Antônio Risério*
Sem
projetos que prestem e sem investimentos relevantes, largada ao demo-dará pelos
poderes públicos, Salvador vê sua projeção na cena brasileira encolher a cada
dia. Veja-se agora, na conjuntura eleitoral. Pousado em São Paulo, trabalhando
nesta área, me bato diariamente com o noticiário sobre o assunto. E a
irrelevância de Salvador chega a ser chocante.
A
mídia fala das eleições aqui, no Rio, em Belo Horizonte, no Recife, em Porto
Alegre, Curitiba e mesmo Florianópolis (que lançou o beijo gay e faz a defesa
da descriminalização da maconha na campanha do candidato do PSOL) e Fortaleza.

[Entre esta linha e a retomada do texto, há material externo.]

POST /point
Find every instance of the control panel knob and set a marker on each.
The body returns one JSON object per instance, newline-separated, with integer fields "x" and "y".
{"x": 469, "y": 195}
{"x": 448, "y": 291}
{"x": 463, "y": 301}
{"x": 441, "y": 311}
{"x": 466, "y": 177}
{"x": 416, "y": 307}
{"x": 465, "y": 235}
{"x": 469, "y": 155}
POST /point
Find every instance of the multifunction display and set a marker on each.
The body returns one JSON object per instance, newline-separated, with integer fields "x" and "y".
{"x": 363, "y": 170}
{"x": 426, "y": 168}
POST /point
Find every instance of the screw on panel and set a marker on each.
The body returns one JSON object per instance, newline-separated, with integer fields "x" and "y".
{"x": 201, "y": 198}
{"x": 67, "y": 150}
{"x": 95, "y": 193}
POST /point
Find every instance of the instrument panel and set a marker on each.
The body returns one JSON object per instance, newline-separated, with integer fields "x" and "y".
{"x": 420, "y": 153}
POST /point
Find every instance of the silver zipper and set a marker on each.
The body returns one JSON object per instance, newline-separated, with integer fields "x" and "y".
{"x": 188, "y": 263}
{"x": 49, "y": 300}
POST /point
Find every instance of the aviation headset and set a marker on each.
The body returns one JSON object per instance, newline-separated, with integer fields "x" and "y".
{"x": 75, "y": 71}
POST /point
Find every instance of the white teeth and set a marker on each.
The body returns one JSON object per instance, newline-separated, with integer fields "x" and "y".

Sempre. O que é raro é ter notícias de Salvador. O grau de desimportância da
cidade chega a impressionar. É como se, nesses últimos tempos, ela tivesse se
tornado uma estrela apagada no mapa do país. Nas eleições então, ela passa em
brancas nuvens. Outro dia, aliás, em entrevista para a revista Continente, de
Pernambuco, me perguntaram sobre a crise urbana brasileira e lá fui eu,
obrigado a retratar nossa situação lastimável.
Hoje,
na verdade, a crise é geral. Não há uma só metrópole brasileira que não se
encontre em crise. Nenhuma cidade importante, de uma ponta a outra do país,
vive dias tranquilos. Brasília vai ficando cada vez mais violenta. Curitiba,
com aquela arquitetura pesada e fechada como boa parte de seus moradores,
experimentou alguns avanços, mas, com suas favelas e discriminações, pouco tem
a ver com retóricas à Lerner. Etc. O Brasil fez seu grande movimento de
transição urbana – coisa que hoje vemos na China, na Índia e em países
africanos como a Nigéria – entre as décadas de 1950 e 1970. Foi aí que tivemos
a migração massiva do campo para a cidade, com o país deixando de ser
vastamente rural para se tornar predominantemente urbano. Mas os problemas não
foram resolvidos.
São
Paulo se tornou mais desequilibrada, desigual e segregada, com uma nova e
imensa periferia, formando-se a partir da década de 1950, no rastro da
indústria automobilística – desta vez, não mais com imigrantes europeus, mas
com a migração nordestina. Hoje, ainda é a nossa cidade mais rica e poderosa,
mas é um lugar onde a “mobilidade urbana” corre o risco de se converter em
ficção urbanística e os serviços públicos são de baixa qualidade. Mas triste,
mesmo, é a situação de Salvador, mergulhada num estágio avançado de
deterioração física e simbólica, com uma prefeitura que mescla corrupção e incompetência,
um governo estadual omisso e uma população surpreendentemente apática. Para
sair da grande crise urbana brasileira vamos precisar de um verdadeiro
Ministério das Cidades, de uma verdadeira reforma urbana nacional e de uma verdadeira vontade coletiva de sair
do buraco.
A
jornalista me pergunta o que “a sociedade civil organizada poderia fazer para
estimular a reeducação entre as pessoas e a cidade”. Começar a pensar em sua
própria educação. – respondo. Procurar educar-se a si mesma. Porque essa ”sociedade
civil” não é nenhum exemplo. É a grande criadora de problemas em nossa cidade,
da grossura no trânsito à privatização escandalosa de espaços públicos. O
problema hoje começa na educação doméstica e se prolonga na educação urbana. As
pessoas perdem o senso dos padrões razoavelmente aceitáveis de conduta urbana.
Num certo sentido, a expressão “urbanidade” , na minha adolescência, era nosso
equivalente da sociabilité dos
franceses. E hoje? A sociedade tem de reaprender até os chamados “bons modos”.
Bem.
Toca o telefone. É meu amigo Adolpho Schindler. Notícias de Salvador. Entre
outras coisas, ele me diz que tem gente do PT furiosa porque nossa first lady Fátima Mendonça declarou voto
numa candidata a vereadora do Partido Socialista: Fabíola Mansur. Ora, o PT que
se dane. Já não aguento mais essa voracidade patológica dos “companheiros”, com
sua busca de tudo a qualquer preço e oportunismo para dar e vender. E como
alguém pode se aborrecer com o voto de Fátima em Fabíola? Fabíola é mesmo o melhor
nome para levantar esta nossa tão decaída Câmara. Também voto nela , claro.
*Antropólogo
e escritor. Trabalha na campanha de Fernando Haddad em São Paulo.